Senate Majority Leader Harry Reid is a tough partisan, and he speaks pretty plainly on the question ahead. “I think the American people have lost confidence in this administration. [So,] we’re going to send the president a bill that has a timetable in it.”

So, the president will veto that bill.

Then we’ll have the great confrontation. Can the Reid faction come up with the two-thirds vote necessary to override the veto? Sixty-seven senators and 290 representatives?

Current thinking doubts this. If things got so bad in Iraq as to enjoin two-thirds of the legislature to dismember the Constitution, removing the supremacy over the military from the executive, we’d have reached a point at which impeachment would be seriously considered.

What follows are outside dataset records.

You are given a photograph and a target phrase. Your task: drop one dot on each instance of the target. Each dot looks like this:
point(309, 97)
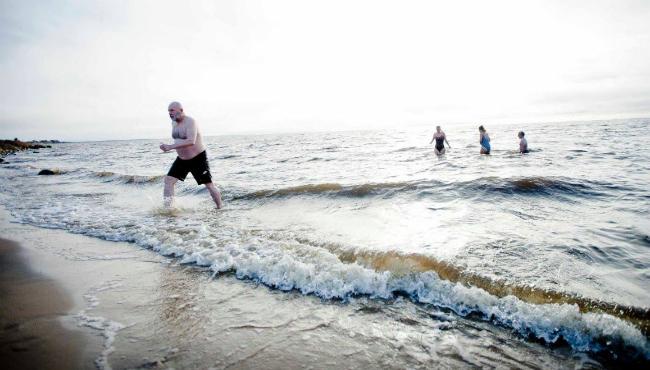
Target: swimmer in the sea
point(440, 138)
point(484, 140)
point(523, 144)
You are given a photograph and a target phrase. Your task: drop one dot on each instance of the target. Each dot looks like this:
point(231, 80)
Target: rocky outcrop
point(15, 145)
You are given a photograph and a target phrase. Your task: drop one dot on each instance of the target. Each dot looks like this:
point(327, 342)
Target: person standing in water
point(440, 138)
point(191, 155)
point(484, 140)
point(523, 143)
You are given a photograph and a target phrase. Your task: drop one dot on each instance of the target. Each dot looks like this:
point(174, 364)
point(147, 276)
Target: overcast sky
point(94, 70)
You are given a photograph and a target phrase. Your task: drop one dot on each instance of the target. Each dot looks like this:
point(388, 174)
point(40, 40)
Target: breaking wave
point(532, 186)
point(109, 176)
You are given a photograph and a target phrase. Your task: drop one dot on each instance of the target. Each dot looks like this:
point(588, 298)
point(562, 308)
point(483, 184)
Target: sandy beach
point(80, 302)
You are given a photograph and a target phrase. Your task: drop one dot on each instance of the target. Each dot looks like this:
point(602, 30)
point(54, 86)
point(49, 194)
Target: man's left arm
point(191, 138)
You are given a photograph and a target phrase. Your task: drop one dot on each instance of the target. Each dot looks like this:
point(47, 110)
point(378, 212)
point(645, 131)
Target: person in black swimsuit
point(440, 138)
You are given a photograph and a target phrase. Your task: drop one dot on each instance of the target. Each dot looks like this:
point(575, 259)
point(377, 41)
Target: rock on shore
point(15, 145)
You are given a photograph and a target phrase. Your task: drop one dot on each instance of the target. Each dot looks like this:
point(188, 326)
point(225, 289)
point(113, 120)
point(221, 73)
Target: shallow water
point(551, 246)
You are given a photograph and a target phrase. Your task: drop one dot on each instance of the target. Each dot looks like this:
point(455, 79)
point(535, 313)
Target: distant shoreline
point(15, 145)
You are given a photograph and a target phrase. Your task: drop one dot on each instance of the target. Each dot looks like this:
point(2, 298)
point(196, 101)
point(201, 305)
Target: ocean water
point(552, 247)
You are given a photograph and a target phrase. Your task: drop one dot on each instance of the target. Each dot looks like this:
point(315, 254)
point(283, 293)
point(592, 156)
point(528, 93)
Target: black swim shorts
point(197, 165)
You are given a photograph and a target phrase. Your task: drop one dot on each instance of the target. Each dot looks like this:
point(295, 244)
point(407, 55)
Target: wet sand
point(33, 336)
point(114, 305)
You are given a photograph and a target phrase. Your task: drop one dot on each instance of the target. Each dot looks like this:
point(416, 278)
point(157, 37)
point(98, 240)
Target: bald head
point(175, 105)
point(175, 110)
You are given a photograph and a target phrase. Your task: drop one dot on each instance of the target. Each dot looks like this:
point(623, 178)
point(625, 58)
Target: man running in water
point(440, 138)
point(191, 155)
point(484, 140)
point(523, 143)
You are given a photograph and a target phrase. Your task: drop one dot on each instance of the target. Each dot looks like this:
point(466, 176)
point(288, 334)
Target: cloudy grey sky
point(94, 70)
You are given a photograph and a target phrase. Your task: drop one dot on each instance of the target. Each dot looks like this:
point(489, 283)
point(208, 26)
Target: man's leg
point(214, 193)
point(168, 194)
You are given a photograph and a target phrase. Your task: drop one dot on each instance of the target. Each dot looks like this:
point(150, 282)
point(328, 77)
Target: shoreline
point(133, 308)
point(33, 336)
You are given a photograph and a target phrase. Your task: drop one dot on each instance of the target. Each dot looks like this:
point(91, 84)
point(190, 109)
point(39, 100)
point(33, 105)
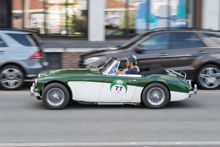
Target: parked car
point(103, 86)
point(21, 57)
point(195, 51)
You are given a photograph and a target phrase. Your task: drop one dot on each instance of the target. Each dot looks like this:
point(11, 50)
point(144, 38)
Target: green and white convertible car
point(154, 87)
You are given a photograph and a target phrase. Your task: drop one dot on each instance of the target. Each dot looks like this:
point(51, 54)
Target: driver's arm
point(119, 72)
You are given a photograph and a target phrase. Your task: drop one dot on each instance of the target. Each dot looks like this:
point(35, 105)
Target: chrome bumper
point(32, 92)
point(194, 91)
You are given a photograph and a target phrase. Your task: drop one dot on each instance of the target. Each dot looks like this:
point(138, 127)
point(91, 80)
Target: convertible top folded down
point(152, 69)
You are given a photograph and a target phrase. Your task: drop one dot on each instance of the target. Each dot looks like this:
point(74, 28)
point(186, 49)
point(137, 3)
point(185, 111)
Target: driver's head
point(130, 61)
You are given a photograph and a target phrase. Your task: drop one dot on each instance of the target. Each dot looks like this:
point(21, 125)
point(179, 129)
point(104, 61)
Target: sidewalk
point(81, 42)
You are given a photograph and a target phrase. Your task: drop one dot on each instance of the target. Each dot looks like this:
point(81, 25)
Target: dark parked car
point(21, 57)
point(195, 51)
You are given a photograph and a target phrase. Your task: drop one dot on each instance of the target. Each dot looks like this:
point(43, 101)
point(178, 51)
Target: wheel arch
point(60, 82)
point(152, 83)
point(202, 65)
point(15, 64)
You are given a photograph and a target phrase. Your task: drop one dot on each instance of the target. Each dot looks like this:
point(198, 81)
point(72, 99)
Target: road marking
point(190, 143)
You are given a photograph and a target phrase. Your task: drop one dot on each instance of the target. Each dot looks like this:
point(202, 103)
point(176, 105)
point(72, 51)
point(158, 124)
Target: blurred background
point(65, 23)
point(69, 28)
point(121, 18)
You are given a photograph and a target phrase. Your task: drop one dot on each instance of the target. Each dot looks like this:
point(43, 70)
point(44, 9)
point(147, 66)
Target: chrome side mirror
point(140, 49)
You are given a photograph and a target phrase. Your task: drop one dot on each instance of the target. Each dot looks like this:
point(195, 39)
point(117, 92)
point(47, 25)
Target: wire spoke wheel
point(55, 96)
point(11, 78)
point(155, 96)
point(209, 77)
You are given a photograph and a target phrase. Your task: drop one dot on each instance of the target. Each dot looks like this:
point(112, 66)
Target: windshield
point(106, 65)
point(134, 40)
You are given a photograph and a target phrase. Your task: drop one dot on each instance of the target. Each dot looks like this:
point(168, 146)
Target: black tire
point(207, 80)
point(11, 77)
point(59, 99)
point(155, 96)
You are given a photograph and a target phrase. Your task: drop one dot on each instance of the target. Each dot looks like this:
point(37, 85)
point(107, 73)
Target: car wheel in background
point(208, 77)
point(155, 96)
point(11, 77)
point(55, 96)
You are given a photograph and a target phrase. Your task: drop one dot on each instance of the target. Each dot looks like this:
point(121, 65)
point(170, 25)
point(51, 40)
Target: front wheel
point(155, 96)
point(11, 77)
point(55, 96)
point(208, 77)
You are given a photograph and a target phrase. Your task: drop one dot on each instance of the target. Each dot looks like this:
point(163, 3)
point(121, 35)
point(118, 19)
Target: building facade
point(109, 18)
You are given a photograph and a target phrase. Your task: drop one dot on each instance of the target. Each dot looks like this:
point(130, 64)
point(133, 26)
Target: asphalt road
point(24, 121)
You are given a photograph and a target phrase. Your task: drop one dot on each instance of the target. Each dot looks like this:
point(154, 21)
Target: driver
point(132, 69)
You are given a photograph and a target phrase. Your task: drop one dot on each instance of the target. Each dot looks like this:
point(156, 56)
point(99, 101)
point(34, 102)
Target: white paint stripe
point(79, 49)
point(112, 143)
point(46, 50)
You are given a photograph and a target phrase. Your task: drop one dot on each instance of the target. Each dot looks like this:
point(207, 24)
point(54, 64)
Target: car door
point(186, 47)
point(86, 87)
point(157, 50)
point(118, 88)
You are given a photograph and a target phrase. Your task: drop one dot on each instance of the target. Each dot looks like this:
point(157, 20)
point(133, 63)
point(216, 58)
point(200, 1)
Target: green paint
point(64, 76)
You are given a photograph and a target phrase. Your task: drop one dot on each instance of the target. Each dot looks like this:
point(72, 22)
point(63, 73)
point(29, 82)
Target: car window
point(134, 40)
point(185, 40)
point(214, 37)
point(2, 44)
point(159, 41)
point(23, 39)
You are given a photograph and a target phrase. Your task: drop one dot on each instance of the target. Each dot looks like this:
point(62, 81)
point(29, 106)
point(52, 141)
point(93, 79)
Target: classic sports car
point(104, 86)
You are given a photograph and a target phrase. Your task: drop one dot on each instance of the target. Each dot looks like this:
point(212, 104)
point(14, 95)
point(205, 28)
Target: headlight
point(35, 82)
point(90, 60)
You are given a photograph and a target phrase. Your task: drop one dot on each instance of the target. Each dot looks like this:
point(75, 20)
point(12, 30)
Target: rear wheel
point(155, 96)
point(208, 77)
point(11, 77)
point(55, 96)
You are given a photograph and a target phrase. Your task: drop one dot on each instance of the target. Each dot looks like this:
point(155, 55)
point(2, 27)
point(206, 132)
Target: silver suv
point(21, 57)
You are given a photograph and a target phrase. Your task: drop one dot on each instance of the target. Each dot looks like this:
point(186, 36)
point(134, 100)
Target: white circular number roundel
point(118, 88)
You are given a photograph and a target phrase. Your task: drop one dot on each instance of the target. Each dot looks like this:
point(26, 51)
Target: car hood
point(63, 72)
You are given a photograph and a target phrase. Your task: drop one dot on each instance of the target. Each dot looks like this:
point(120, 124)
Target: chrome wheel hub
point(55, 96)
point(155, 96)
point(11, 78)
point(210, 77)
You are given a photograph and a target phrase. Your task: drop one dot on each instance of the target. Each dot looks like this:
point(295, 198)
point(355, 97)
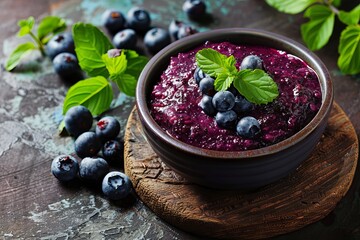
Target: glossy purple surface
point(175, 98)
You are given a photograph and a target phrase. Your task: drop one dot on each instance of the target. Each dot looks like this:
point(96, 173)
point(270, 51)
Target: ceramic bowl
point(234, 169)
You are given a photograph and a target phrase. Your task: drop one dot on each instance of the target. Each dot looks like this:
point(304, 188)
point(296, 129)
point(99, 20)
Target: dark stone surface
point(33, 204)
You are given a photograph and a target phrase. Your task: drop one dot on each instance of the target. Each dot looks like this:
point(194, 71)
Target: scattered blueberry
point(113, 151)
point(242, 105)
point(223, 101)
point(93, 169)
point(174, 28)
point(185, 31)
point(107, 128)
point(206, 86)
point(62, 42)
point(65, 167)
point(248, 127)
point(251, 62)
point(113, 21)
point(78, 119)
point(156, 39)
point(67, 67)
point(138, 19)
point(199, 74)
point(226, 119)
point(87, 145)
point(195, 9)
point(207, 106)
point(125, 39)
point(116, 185)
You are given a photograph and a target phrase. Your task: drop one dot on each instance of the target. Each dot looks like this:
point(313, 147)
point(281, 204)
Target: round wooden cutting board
point(305, 196)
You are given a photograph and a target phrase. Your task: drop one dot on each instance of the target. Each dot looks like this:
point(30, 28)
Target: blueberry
point(223, 101)
point(174, 27)
point(185, 31)
point(107, 128)
point(251, 62)
point(248, 127)
point(156, 39)
point(67, 67)
point(113, 21)
point(206, 86)
point(125, 39)
point(242, 105)
point(116, 185)
point(87, 145)
point(65, 167)
point(138, 19)
point(93, 169)
point(113, 151)
point(199, 74)
point(194, 9)
point(226, 119)
point(207, 106)
point(62, 42)
point(78, 119)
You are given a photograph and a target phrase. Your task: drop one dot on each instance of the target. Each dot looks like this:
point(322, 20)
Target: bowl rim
point(200, 38)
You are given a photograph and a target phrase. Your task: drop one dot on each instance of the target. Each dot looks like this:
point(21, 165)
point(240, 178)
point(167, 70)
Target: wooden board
point(304, 197)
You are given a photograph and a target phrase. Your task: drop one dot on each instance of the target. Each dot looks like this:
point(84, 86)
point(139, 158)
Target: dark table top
point(33, 204)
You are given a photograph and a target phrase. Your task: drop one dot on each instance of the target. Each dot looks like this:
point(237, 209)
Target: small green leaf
point(26, 26)
point(115, 65)
point(350, 18)
point(223, 82)
point(90, 45)
point(349, 49)
point(50, 25)
point(290, 6)
point(256, 86)
point(126, 83)
point(94, 93)
point(317, 31)
point(214, 63)
point(20, 52)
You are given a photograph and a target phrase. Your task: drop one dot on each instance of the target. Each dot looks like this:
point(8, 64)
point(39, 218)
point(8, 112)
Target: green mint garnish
point(317, 32)
point(98, 58)
point(48, 26)
point(255, 85)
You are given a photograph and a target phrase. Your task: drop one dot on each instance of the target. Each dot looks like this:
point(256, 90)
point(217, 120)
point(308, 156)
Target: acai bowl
point(236, 162)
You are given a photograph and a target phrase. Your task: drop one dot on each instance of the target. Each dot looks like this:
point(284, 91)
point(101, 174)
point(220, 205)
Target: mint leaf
point(94, 93)
point(20, 52)
point(125, 82)
point(256, 86)
point(317, 31)
point(50, 25)
point(90, 45)
point(290, 6)
point(223, 82)
point(349, 49)
point(350, 18)
point(214, 63)
point(115, 65)
point(26, 26)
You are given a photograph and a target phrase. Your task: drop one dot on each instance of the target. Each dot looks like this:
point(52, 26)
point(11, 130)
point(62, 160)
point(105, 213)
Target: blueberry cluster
point(126, 29)
point(93, 167)
point(61, 50)
point(229, 108)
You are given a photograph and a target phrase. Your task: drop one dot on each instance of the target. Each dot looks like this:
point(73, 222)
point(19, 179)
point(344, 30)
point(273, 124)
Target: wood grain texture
point(305, 196)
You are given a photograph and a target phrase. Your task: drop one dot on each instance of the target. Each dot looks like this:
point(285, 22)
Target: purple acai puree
point(175, 98)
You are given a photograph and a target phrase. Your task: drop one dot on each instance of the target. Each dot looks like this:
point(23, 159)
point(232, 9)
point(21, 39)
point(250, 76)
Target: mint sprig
point(318, 30)
point(255, 85)
point(104, 64)
point(47, 27)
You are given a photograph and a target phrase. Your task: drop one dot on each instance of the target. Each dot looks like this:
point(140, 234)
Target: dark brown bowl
point(233, 169)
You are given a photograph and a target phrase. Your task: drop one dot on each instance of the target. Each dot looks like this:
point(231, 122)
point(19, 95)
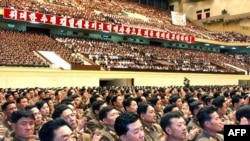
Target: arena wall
point(43, 77)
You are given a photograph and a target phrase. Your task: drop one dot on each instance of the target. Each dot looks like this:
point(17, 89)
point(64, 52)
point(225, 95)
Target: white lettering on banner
point(93, 25)
point(186, 39)
point(23, 15)
point(121, 29)
point(33, 17)
point(139, 32)
point(163, 35)
point(86, 24)
point(168, 35)
point(109, 27)
point(128, 30)
point(72, 22)
point(53, 19)
point(157, 34)
point(133, 31)
point(79, 23)
point(182, 37)
point(146, 32)
point(44, 18)
point(99, 26)
point(13, 14)
point(177, 37)
point(63, 21)
point(115, 28)
point(151, 33)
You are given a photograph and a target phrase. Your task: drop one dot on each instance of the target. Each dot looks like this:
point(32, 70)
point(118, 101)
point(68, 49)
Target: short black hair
point(104, 112)
point(46, 133)
point(204, 114)
point(16, 115)
point(40, 104)
point(59, 110)
point(123, 121)
point(166, 119)
point(243, 111)
point(169, 108)
point(6, 104)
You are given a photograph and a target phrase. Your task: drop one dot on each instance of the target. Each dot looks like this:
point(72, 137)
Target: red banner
point(23, 15)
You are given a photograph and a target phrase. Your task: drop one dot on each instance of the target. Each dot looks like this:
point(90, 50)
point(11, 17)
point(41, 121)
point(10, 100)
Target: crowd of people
point(20, 49)
point(112, 55)
point(120, 12)
point(141, 113)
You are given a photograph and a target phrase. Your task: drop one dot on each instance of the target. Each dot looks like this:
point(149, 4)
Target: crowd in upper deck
point(120, 12)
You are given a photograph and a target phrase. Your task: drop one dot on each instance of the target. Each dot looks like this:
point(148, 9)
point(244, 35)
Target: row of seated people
point(137, 56)
point(117, 12)
point(156, 111)
point(18, 48)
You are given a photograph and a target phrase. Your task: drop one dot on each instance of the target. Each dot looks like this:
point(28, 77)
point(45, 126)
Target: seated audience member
point(108, 116)
point(147, 115)
point(174, 125)
point(211, 124)
point(56, 130)
point(8, 108)
point(243, 115)
point(23, 123)
point(130, 105)
point(63, 111)
point(128, 127)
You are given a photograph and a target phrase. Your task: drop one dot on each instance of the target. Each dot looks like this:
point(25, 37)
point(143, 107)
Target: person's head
point(237, 101)
point(220, 103)
point(108, 116)
point(9, 97)
point(56, 130)
point(21, 102)
point(209, 119)
point(128, 127)
point(37, 114)
point(156, 102)
point(98, 105)
point(8, 108)
point(174, 125)
point(195, 107)
point(176, 99)
point(43, 107)
point(117, 101)
point(243, 112)
point(130, 105)
point(170, 108)
point(65, 112)
point(23, 124)
point(146, 113)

It would not be difficult, if congressional tempers rose that fiercely in opposition to Iraq, to reword opposition from particularities of presidential conduct (Iraq) to generic delinquencies (official misconduct). Some members of Congress, faced with the alternatives, would rather proceed to argue that the president has violated his oath of office, than to argue that he made wrong decisions in a particular theater of operations.

Imagine that you are a Republican legislator anticipating a run for re-election next year. Your prospective opponent is arguing hard and noisily to conclude the Iraq operation. He is taking the lead from Senator Reid: Go for a bill with a timetable.

Question No. 1 for the GOP candidate: Do I go along with the timetable? Question No. 2 would then be: Do I vote to override the president’s veto? And then, Do I vote for impeachment?

Impeachment is an ugly word in American history. Impeachment was voted in 1998 against President Clinton, but for the concrete offenses of lying to a federal grand jury and obstructing justice. And when the articles of impeachment went to the Senate, the vote fell far short of the two-thirds necessary to convict.

It is not inconceivable that the power brokers in Washington in the present case would pause over the alternative of impeachment, but there are no means in this situation merely to settle for the satisfaction of having impeached. The question of Iraq would continue, as also the question of the right of presidents to prescribe strategy.

Ugly challenges, but it’s an ugly dilemma, and the question at the deep end is: Can democratic government handle this thing smoothly, and live again?